When it comes to our customer-facing customer science engine, we heavily rely on first-party data, which is a key part of our data strategy. We focus extensively on customer behaviour during our model-building process and deliberately avoid using demographic data that might introduce bias.
We have a rigorous process for validating our models at various stages—training, testing, and out-of-time validation. This thorough process ensures that our models are both accurate and fair. We continuously monitor the health of our models to prevent biases and avoid using variables unrelated to consumer behaviour. We maintain a robust stage-gate process with multiple reviews before any model is deployed into production.
How do you utilise and protect data responsibly, and what measures are in place to ensure data security?
We generate tons of data. If you look at it, we have a very strong food app, and we’re a large operations company with 2000+ restaurants. We’re also a supply chain and manufacturing company with our own factories and distribution centres supplying material to all our stores. So, we generate tons of data from our manufacturing units, distribution centres, stores, energy and environment systems, bikes, customers, our restaurants as well as our app. We continually collect and expand our data platform.

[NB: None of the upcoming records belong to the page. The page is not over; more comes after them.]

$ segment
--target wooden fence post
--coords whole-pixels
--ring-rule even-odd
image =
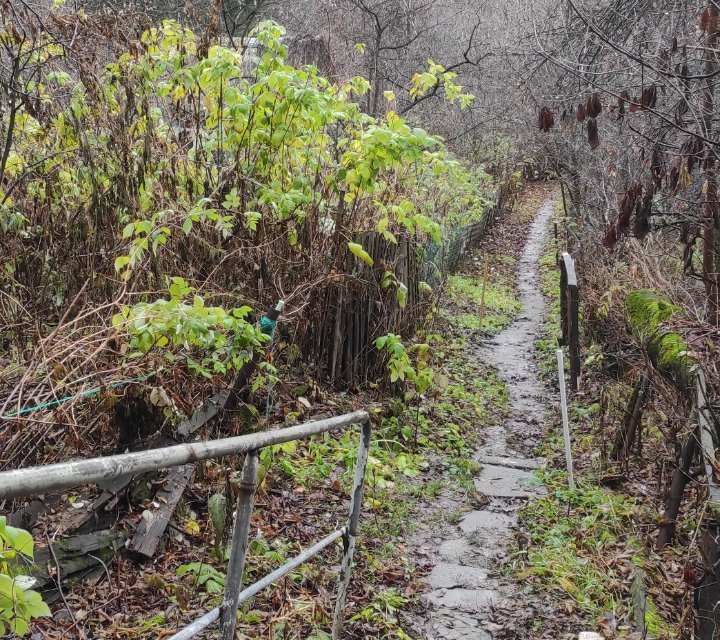
[[[560,261],[560,322],[562,342],[570,349],[570,388],[580,388],[580,298],[575,260],[565,252]]]

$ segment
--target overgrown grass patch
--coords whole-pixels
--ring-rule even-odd
[[[562,211],[562,203],[555,207],[555,216]],[[558,248],[556,241],[547,242],[540,257],[540,289],[545,296],[546,315],[543,321],[542,336],[535,341],[540,373],[545,379],[557,376],[555,352],[560,335],[560,271],[557,266]]]
[[[570,490],[560,471],[545,472],[541,479],[548,496],[521,512],[530,544],[520,577],[563,592],[589,616],[616,611],[631,568],[625,551],[641,548],[628,535],[635,501],[587,480]]]
[[[484,287],[480,276],[454,275],[448,278],[447,295],[462,311],[447,313],[460,328],[496,334],[507,327],[521,309],[512,287],[488,278]],[[484,299],[484,311],[483,311]],[[481,313],[482,312],[482,313]]]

What we’ve focused on is democratising data, making it easily accessible to everyone in the organisation while ensuring access control based on purpose and role. Everyone has a very simple way to access the data relevant to them, usually just a few clicks away. This data spans across 50+KPIs and 50 plus reporting levels, allowing users to track trends from an hour ago, yesterday, or even five years back. Because these KPIs are centrally defined, the information remains consistent regardless of whether someone is at the corporate office or in a regional team in the northeast, south, west, or north. All they need to do is access the platform with their field link.

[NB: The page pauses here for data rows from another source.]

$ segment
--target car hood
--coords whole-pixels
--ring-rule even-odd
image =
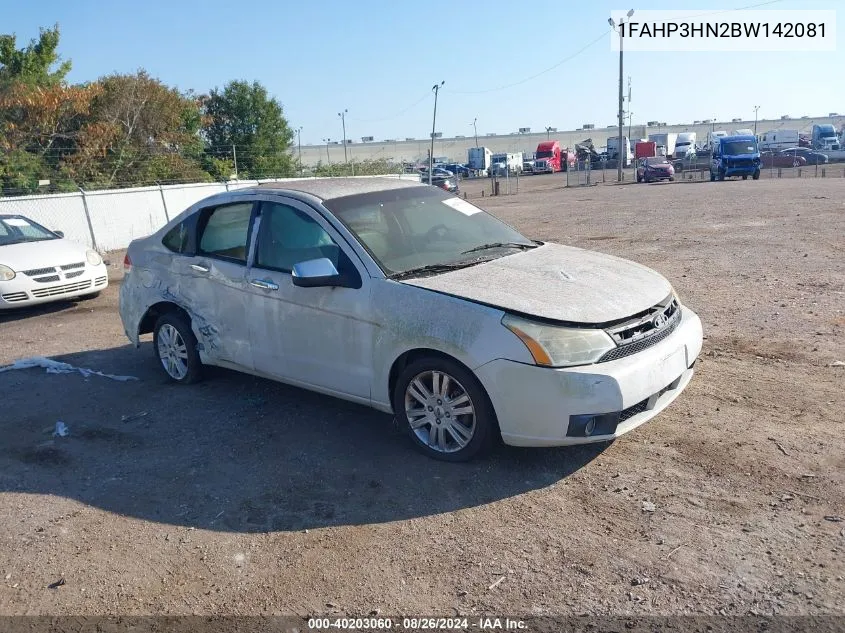
[[[672,291],[650,268],[552,243],[402,283],[544,319],[589,324],[642,312]]]
[[[16,272],[84,261],[85,247],[65,239],[0,246],[0,264]]]

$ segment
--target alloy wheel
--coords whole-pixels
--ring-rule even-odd
[[[164,371],[174,380],[182,380],[188,374],[188,346],[170,323],[158,330],[158,357]]]
[[[417,438],[432,450],[454,453],[472,440],[475,405],[464,386],[449,374],[428,370],[405,389],[405,415]]]

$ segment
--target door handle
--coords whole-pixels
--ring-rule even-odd
[[[278,290],[279,284],[270,281],[269,279],[250,279],[249,283],[256,288],[261,288],[262,290]]]
[[[199,264],[191,264],[191,268],[198,273],[207,273],[209,270],[208,266],[200,266]]]

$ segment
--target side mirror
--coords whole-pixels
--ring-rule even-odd
[[[309,259],[293,265],[291,280],[300,288],[319,288],[325,286],[347,286],[346,278],[327,257]]]
[[[53,231],[53,233],[55,233],[55,234],[56,234],[56,235],[58,235],[59,237],[64,237],[64,236],[65,236],[65,232],[64,232],[64,231]]]

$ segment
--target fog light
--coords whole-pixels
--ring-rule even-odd
[[[584,435],[590,436],[596,430],[596,419],[590,418],[590,421],[584,426]]]

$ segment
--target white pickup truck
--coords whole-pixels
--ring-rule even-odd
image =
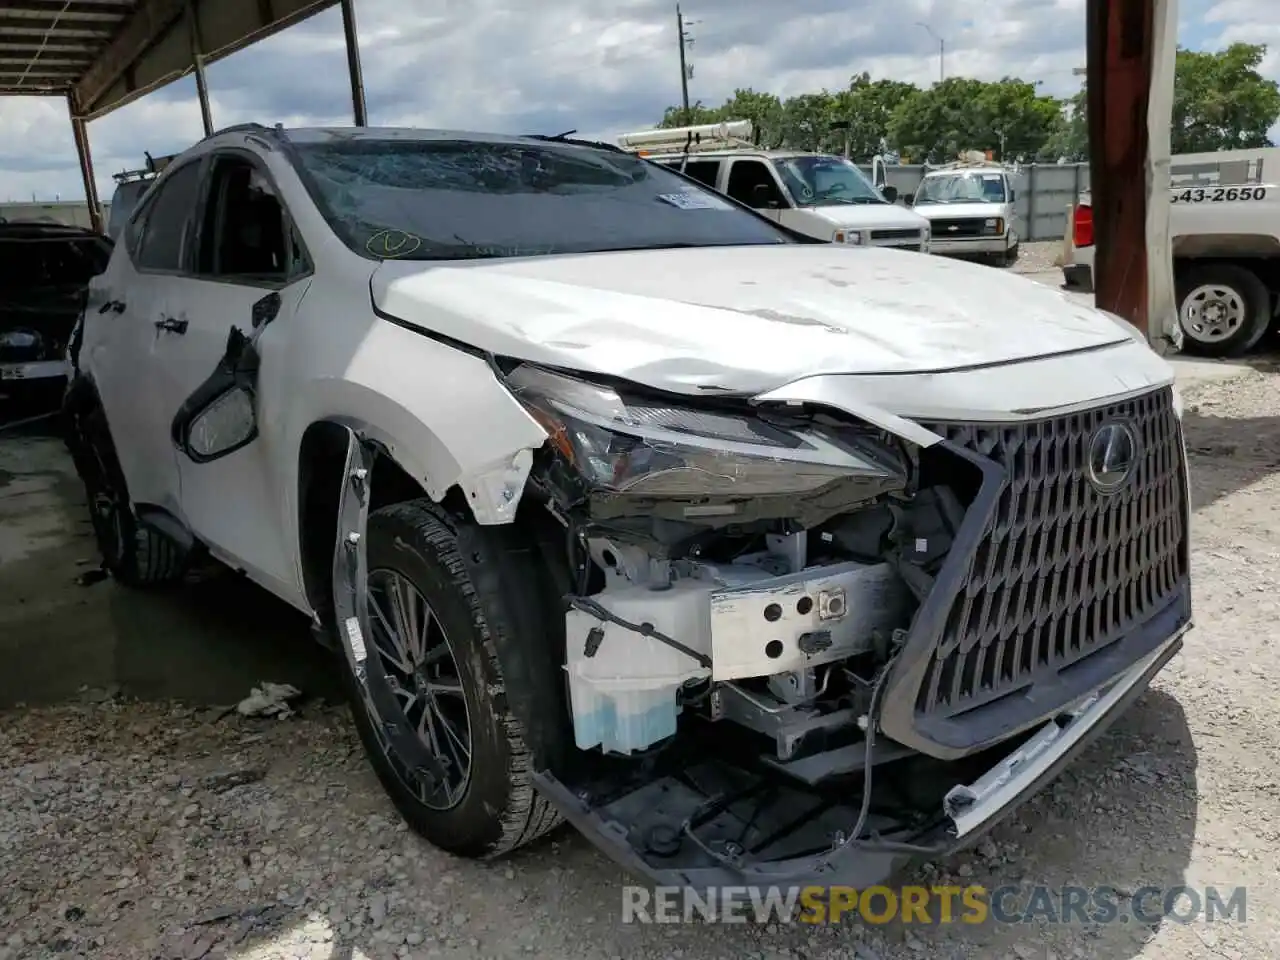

The access is fit-for-purpose, ensuring everyone gets the data they need to enhance their roles, but nothing more. This access control is strictly managed. We also follow stringent guidelines on data encryption and have numerous controls in place to ensure that the data we hold is user-consented and used for the intended purpose. Additionally, we have policies for archiving data to manage its lifecycle properly.
As we continue to build our practice, the amount of data used and the advanced accessibility we’ve developed ensures we provide value across the entire value chain of the organisation.
How do you see leveraging GenAI in your work with data, analysis, and insights?
There are tons of opportunities to use generative AI. We’re building a number of different capabilities, covering use cases across customers, operations and employee productivity. We have a problem-first approach where technology comes second. Whatever is the best fit for the purpose and can scale, we’ll go with that. Whenever we’re confident to go live, we’ll obviously come back with that update.
In the next 6 to 12 months, how do you plan to better utilise or leverage the potential of technology in your operations?
We’ll continue to build and leverage data and technology to provide better value for our customers, enhancing their experience and that of our employees. This strategy applies across all the brands we work with.
We’re continuously evolving our app, an ongoing workstream that encompasses everything from the signup process to ordering and payment methods. These areas are constantly being improved, both in our digital commerce platform and our personalisation engine. Similarly, we’re focusing on several aspects of marketing, particularly customer lifecycle management and pricing, which are driven by scientific insights. We also do substantial work in location science to guide our expansion strategies, and in operations and supply chain planning through our forecasting engine. We’re exploring various generative applications to enhance productivity and customer experience.
These initiatives are aimed at helping our employees, customers, and systems make better decisions using data.